News: Perspectives Winter 2010
 

VERMONT RAISES THE BAR IN GIFT BAN LAW

Sharon Treat, Legal Project Director

In the final hours of the 2009 session, the Vermont Senate and House passed a sweeping law to close loopholes in the state’s existing gift and payment
disclosure law and ban most gifts from manufacturers of prescription drugs, medical devices, and biological products. The gift ban includes food and free meals, a First-in-Nation provision.

The law, S.48, which took effect on July 1 of this year, mandates full disclosure of allowable gifts to physicians, health care organizations, nonprofit groups,
and state-funded academic institutions. It also insures a higher degree of transparency in the state’s health care system. Vermont joins Massachusetts, which enacted a comprehensive gift ban and disclosure law in 2008, and
Minnesota, which enacted a more limited gift ban in 1993.

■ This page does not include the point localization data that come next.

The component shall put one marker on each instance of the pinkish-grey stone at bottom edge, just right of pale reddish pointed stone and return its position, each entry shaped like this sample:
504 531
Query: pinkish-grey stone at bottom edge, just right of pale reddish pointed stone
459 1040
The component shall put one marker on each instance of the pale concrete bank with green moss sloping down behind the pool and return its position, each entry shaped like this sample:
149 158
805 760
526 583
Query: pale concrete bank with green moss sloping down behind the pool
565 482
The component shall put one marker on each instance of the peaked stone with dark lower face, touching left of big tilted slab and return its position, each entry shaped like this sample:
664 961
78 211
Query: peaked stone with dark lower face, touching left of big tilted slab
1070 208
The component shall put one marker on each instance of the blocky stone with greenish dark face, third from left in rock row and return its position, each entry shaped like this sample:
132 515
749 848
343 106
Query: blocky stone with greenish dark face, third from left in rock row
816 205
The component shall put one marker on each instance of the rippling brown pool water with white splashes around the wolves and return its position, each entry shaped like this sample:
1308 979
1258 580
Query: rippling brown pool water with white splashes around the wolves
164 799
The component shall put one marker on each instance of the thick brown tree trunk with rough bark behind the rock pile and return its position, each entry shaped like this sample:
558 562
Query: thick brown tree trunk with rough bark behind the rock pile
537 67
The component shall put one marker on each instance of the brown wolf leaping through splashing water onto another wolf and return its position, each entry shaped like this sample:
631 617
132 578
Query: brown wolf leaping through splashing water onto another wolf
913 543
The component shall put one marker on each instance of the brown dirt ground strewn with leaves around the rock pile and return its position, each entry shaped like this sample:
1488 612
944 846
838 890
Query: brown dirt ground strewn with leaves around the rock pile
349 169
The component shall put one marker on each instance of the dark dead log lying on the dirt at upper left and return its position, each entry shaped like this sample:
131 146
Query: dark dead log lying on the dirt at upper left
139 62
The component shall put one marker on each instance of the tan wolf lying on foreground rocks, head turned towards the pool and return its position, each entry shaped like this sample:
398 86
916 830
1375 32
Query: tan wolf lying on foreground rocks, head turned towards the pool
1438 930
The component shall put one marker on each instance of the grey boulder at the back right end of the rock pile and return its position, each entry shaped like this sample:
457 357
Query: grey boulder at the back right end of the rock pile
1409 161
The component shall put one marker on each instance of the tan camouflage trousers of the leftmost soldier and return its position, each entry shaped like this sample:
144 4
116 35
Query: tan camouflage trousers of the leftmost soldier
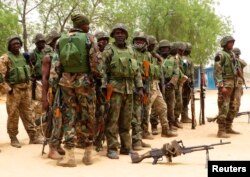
18 104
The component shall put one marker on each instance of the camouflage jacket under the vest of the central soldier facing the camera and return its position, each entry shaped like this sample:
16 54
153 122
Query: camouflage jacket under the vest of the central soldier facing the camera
122 85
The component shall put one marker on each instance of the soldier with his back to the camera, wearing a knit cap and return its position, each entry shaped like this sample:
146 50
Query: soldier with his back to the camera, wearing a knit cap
77 88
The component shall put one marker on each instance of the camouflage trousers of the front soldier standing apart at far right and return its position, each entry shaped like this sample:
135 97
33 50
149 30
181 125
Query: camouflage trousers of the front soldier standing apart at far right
228 105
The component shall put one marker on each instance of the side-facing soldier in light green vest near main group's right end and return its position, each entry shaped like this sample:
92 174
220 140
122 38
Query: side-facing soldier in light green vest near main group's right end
171 74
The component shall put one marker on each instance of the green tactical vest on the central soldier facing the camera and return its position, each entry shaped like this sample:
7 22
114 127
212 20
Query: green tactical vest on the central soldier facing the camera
122 63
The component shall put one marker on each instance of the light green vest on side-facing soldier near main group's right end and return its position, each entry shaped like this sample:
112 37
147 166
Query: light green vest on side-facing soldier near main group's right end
169 67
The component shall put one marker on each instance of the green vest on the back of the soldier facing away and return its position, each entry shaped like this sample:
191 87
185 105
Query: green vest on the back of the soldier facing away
73 53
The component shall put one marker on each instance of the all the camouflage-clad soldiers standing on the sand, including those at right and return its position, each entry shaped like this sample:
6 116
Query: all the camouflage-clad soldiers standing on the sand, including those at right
96 89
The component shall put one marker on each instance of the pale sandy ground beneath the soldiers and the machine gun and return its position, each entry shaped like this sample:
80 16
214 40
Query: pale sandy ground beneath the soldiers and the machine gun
28 162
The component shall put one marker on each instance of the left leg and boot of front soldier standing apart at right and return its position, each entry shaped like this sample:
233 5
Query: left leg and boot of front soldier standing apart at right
223 105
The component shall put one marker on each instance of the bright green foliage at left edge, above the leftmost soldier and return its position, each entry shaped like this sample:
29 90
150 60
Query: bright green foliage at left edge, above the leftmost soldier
8 26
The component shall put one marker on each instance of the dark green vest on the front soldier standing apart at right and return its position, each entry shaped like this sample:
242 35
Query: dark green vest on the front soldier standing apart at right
227 65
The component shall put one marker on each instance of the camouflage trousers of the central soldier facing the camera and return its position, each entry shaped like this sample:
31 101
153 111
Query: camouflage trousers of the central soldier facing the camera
119 121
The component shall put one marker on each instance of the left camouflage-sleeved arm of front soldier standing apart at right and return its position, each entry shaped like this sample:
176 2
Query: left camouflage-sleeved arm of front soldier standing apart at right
218 69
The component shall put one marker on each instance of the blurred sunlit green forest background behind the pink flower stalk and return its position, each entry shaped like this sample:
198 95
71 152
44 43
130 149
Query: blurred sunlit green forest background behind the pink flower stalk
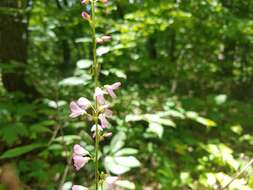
183 117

Exempted from the gift ban are samples and labels; short-term loans of medical devices; clinical articles, medical journals, and other items that serve a genuine educational function for the benefit of patients; scholarships for medical students, residents, and fellows to attend major conferences; and rebates and discounts provided in the normal course of business. Exceptions to the disclosure requirements include royalties and licensing fees, rebates and discounts, and samples of prescription drugs. Special rules apply to the disclosure of clinical trials.

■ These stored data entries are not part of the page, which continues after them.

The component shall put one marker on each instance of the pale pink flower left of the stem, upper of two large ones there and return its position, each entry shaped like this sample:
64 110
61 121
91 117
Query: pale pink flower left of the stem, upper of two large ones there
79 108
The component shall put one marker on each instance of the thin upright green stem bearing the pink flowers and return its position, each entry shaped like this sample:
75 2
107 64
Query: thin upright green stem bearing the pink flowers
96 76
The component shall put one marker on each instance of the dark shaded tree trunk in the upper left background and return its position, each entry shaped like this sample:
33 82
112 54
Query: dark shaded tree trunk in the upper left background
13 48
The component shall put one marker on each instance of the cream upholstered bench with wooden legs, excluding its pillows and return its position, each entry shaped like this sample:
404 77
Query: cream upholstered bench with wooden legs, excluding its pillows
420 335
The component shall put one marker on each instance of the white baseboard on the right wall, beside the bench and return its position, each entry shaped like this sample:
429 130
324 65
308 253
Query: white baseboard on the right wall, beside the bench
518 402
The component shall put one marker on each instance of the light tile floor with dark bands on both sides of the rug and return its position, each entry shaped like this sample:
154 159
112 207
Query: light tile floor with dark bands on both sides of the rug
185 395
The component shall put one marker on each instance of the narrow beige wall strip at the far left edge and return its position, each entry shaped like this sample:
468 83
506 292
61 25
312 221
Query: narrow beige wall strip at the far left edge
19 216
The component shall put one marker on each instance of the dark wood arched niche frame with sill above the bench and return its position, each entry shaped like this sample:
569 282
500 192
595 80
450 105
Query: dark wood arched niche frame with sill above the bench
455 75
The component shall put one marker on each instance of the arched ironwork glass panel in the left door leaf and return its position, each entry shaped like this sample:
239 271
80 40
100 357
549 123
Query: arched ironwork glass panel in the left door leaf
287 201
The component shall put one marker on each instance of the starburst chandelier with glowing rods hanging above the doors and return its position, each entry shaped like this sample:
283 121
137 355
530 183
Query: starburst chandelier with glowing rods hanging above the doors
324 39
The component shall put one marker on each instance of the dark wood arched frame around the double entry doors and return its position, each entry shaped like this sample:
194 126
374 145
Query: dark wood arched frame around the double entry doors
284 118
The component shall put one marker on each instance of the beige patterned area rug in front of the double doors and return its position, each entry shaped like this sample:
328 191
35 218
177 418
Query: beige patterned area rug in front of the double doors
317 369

Despite these exceptions, the Vermont legislation is significantly more comprehensive than pending transparency legislation in Congress, the Physician Payments Sunshine Act. Besides Massachusetts and Minnesota, other states with transparency laws—none of which are as effective as the new Vermont law and none of which include gift bans—are the District of Columbia, West Virginia, and Maine.

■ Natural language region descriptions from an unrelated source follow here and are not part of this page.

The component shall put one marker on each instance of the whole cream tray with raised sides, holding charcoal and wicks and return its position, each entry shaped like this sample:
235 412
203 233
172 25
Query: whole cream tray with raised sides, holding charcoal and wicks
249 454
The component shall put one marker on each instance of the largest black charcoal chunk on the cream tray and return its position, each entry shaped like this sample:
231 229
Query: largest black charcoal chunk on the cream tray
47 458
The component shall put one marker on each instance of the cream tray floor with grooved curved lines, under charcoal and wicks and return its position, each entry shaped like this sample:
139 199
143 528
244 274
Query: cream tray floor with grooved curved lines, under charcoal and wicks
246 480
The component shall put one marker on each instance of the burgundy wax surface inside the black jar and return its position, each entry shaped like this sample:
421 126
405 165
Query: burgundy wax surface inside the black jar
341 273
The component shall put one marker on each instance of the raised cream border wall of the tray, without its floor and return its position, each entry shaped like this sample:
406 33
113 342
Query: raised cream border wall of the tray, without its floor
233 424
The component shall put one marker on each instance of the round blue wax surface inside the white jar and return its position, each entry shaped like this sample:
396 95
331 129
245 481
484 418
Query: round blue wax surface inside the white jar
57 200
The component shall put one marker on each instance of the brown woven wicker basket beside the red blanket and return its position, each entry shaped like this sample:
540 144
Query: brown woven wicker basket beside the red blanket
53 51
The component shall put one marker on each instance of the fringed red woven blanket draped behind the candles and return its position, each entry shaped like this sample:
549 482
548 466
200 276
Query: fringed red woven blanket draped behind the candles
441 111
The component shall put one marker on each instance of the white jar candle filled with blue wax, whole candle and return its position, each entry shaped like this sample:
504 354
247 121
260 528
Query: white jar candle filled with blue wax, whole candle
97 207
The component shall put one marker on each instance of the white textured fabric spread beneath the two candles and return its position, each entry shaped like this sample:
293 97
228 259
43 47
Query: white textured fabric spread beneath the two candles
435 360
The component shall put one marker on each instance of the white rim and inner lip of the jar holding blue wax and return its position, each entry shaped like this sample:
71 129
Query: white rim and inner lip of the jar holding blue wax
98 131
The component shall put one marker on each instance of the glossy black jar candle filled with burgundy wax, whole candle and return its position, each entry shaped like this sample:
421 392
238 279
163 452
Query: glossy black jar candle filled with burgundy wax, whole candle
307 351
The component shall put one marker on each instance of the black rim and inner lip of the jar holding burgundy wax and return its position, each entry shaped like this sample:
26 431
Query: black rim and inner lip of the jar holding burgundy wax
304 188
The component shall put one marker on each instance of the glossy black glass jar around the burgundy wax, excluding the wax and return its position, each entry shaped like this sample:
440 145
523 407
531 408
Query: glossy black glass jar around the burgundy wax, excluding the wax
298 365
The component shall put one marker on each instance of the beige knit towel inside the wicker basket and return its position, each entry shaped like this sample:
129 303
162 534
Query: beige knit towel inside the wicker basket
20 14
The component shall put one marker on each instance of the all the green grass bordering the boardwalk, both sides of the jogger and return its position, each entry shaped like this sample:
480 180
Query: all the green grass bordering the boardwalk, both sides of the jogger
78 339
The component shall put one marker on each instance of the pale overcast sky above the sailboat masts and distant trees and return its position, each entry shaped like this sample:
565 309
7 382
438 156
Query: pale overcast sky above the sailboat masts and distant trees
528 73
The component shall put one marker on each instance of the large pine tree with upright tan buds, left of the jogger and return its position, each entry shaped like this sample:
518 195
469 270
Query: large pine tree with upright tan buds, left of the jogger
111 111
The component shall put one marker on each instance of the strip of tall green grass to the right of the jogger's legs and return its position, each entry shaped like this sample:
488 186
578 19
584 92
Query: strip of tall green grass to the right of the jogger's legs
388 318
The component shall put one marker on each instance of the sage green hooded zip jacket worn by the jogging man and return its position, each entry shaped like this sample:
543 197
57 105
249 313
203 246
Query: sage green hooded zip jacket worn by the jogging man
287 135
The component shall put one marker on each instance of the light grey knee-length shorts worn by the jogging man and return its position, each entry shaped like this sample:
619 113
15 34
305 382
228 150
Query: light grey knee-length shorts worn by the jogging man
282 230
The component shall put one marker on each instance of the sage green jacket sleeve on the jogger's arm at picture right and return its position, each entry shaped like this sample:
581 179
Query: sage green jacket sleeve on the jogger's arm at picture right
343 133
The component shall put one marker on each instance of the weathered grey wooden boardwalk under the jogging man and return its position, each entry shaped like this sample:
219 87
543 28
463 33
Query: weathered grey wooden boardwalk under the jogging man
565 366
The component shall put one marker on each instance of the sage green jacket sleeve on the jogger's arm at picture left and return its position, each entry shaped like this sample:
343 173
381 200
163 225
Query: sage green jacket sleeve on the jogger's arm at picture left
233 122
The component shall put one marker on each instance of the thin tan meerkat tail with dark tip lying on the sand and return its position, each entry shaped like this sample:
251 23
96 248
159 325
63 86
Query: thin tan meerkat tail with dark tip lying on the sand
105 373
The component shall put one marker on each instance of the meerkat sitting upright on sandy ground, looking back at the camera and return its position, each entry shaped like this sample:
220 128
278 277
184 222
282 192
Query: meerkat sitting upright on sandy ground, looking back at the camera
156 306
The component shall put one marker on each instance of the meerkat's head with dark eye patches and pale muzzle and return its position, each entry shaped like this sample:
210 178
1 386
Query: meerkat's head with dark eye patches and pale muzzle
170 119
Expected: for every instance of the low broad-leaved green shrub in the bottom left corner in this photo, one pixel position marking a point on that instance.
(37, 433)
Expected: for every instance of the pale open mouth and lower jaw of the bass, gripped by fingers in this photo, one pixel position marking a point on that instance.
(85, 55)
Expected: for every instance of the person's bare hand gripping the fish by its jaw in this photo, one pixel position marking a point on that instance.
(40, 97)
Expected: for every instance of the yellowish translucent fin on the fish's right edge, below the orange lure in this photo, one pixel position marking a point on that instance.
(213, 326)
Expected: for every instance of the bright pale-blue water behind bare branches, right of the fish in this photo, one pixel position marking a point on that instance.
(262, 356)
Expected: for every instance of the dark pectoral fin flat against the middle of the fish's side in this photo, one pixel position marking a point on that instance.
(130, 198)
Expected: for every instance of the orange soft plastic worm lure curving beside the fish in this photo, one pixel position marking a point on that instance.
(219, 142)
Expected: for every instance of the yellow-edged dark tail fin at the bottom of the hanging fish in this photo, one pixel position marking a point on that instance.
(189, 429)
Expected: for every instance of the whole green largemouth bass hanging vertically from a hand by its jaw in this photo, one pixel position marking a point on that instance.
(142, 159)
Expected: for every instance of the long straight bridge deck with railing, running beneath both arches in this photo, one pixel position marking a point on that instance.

“The new law allows consumers going to their physician to know whether their doctor is taking money from the pharmaceutical companies,” said Vermont Senate president pro tem and PPC board member Peter Shumlin, a sponsor of the bill. “It allows for greater patient and consumer empowerment and, in these difficult economic times, is a good step toward addressing our rising health care costs.”

Despite heavy lobbying by the pharmaceutical and biotech industries, the legislation received broad bipartisan support and was supported by such organizations as the Vermont Association for Mental Health, Vermont Medical
Society, and Vermont Public Interest Research Group.

Although Vermont already required disclosure of many gifts and payments to prescribers, the new law closes a trade secret loophole which resulted in most data being submitted in aggregate form, with the public in the dark about whether their own providers accepted gifts and payments. According to Vermont legislative staff, only 17% of the requested information was publicly available under the former law.

For several years, the Vermont Attorney General has issued annual reports analyzing the data collected under the previous law. While incomplete, the data was nevertheless eye-opening. In 2008, makers of medical products spent about $2.9 million on marketing to health care professionals in Vermont, according to the most recent report from Attorney General William Sorrell. Of Vermont’s 4,573 licensed health care practitioners, almost half received remuneration, including payments for lectures, meals, or lodging from pharmaceutical
companies.

As Ken Libertoff, director of the Vermont Association for Mental Health and supporter of the new law, told the New York Times, “If the drug industry gives $3 million on average for three years now to physicians in a small state like
Vermont, what is happening in California and New York?”

A flashpoint in the legislative debate was whether to require disclosure of free drug samples. In a compromise, the law required the Vermont Attorney General to hold a hearing and prepare a study to be submitted to the Legislature in December. The hearing was held in October with testimony on the question of disclosure. There was also testimony as to whether free samples are a good idea at all: Are they, as reported by the Associated Press, “a boon to doctors trying to provide medicines to low-income patients and those without insurance, or a marketing ploy that distorts the way health care is delivered?”

The hearing drew dozens of drug industry lobbyists opposing disclosure, including Marjorie Powell, counsel to PhRMA. Academics and health care advocates supported disclosure, and health care providers testified on both sides of the question.

The new Vermont law will collect important data on industry practices that will be useful to researchers and policymakers throughout the country. Its provisions will provide a road map to other states and the federal government moving ahead with transparency and gift legislation. All eyes will be on the Vermont Legislature in 2010 as it considers the Attorney General’s report on
sample disclosure and ponders whether to take further action on this emerging and contentious issue.